The 2015 Pet and Women Safety Act (the 2015 "PAWS" act), sponsored by Congresswomen Katherine Clark and Illeana Ros-Lehtinen, would amend current federal domestic violence protections to include pets in protection orders for human victims of domestic violence, sexual assault, stalking, and dating violence.
Under HB 1258, a person who commits an interstate violation of a protection order would be subject to fines and/or imprisonment and restitution for veterinary care of a victim’s pet that was harmed as the result of an offense. It also creates an Emergency and Transitional Pet Shelter and Housing Assistance Grant Program to award grants for programs to provide assistance to victims of crimes related to stalking and domestic violence and establishes that states should encourage the inclusion of protections against violent or threatening acts against the pet of the person in domestic violence protection orders. Finally, it also encourages states to expand their legal protections for the pets of domestic violence victims.

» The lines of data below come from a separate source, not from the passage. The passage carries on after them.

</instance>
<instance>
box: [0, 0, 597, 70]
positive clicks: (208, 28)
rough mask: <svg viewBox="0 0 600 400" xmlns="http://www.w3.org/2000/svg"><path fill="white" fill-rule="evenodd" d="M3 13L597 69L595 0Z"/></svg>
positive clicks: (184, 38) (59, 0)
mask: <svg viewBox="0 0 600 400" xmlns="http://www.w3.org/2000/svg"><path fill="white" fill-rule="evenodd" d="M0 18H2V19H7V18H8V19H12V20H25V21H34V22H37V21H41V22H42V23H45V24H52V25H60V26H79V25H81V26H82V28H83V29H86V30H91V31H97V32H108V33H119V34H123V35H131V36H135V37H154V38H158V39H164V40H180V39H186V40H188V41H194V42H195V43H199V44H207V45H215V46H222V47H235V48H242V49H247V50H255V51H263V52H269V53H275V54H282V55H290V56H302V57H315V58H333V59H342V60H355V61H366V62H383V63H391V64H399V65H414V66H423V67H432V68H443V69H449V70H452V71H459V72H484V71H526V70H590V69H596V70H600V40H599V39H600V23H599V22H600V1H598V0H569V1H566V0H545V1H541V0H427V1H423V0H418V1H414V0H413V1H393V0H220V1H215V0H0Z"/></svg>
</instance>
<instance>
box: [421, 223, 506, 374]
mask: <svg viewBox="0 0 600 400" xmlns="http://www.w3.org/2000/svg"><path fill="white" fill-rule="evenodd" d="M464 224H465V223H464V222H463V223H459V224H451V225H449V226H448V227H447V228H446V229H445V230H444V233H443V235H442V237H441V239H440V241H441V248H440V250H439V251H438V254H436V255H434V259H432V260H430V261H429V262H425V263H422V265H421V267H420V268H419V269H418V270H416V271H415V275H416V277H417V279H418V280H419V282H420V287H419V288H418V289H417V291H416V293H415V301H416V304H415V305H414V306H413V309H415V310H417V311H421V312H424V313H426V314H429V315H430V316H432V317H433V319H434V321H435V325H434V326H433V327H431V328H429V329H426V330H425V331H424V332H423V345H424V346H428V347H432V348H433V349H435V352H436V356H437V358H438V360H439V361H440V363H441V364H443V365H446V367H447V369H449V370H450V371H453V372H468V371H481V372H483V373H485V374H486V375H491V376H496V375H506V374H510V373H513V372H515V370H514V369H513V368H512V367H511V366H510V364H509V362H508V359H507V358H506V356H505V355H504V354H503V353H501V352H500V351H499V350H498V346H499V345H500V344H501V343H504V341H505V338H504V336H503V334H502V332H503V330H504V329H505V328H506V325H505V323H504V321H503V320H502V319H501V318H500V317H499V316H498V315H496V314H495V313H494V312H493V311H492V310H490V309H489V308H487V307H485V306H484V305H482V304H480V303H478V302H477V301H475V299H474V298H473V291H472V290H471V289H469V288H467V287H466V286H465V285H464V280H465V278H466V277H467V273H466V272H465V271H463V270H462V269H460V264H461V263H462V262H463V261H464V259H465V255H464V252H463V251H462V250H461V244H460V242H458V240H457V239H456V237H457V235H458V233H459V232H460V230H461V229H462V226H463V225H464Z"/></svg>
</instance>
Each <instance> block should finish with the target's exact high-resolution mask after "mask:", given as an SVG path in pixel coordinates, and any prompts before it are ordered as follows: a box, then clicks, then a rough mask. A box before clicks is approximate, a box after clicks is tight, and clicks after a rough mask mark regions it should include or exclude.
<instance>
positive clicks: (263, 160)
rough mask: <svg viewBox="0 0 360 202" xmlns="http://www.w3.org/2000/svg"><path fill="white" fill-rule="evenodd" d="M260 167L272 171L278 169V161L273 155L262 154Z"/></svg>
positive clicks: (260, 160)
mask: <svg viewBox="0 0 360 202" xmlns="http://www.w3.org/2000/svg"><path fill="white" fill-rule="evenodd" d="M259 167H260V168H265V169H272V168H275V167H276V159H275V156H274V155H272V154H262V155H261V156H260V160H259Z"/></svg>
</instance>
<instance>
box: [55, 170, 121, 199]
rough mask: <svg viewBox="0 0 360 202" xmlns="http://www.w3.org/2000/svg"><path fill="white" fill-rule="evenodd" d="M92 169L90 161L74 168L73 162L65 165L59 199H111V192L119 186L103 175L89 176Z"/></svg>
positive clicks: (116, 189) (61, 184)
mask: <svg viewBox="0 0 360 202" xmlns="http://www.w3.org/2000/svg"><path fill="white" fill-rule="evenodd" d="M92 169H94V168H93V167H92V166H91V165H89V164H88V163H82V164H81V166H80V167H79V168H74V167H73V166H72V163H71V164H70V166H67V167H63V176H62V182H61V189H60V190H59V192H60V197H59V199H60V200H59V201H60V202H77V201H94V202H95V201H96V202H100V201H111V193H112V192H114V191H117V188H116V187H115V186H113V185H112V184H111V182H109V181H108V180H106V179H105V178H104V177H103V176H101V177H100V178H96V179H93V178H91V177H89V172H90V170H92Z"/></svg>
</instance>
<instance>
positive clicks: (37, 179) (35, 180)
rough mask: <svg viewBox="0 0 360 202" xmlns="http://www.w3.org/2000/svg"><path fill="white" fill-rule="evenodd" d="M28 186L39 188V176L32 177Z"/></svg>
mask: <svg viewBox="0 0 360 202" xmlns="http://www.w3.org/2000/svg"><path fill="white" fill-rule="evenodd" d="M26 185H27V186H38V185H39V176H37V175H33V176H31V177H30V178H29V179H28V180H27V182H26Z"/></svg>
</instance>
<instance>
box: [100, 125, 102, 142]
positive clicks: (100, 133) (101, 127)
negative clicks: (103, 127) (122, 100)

For some time, the AKC has recognized the complex dilemma involving pets and domestic violence. Sociological and psychological studies show that a significant percentage of domestic violence cases involving family victims also involve threats and/or actual harm perpetrated against pets. Far too often, victims of domestic abuse are reluctant to leave a dangerous situation for fear of the fate of a pet left behind. However, many domestic abuse shelters in the United States are not adequately equipped to provide housing for pets accompanying human victims.
Since 2010, The AKC Humane Fund has been a leader in advocating and helping to address this issue. The AKC Humane Fund has provided more than 80 grants to shelters, women’s organizations and related groups to assist with arrangements for caring for the pets of domestic violence victims.
The AKC Board of Directors re-emphasized its commitment to these concerns at its April Board meeting with the approval of a new Canine Legislation Position Statement on Protections for Pets Under Domestic Violence Acts.
The AKC is proud to be a leader in this area, and is committed to helping that advance this measure and a similar measure in the U.S. Senate, as well as measures at the state level that protect pets and their owners, advance the human-canine bond and ensure the wellbeing of all dogs.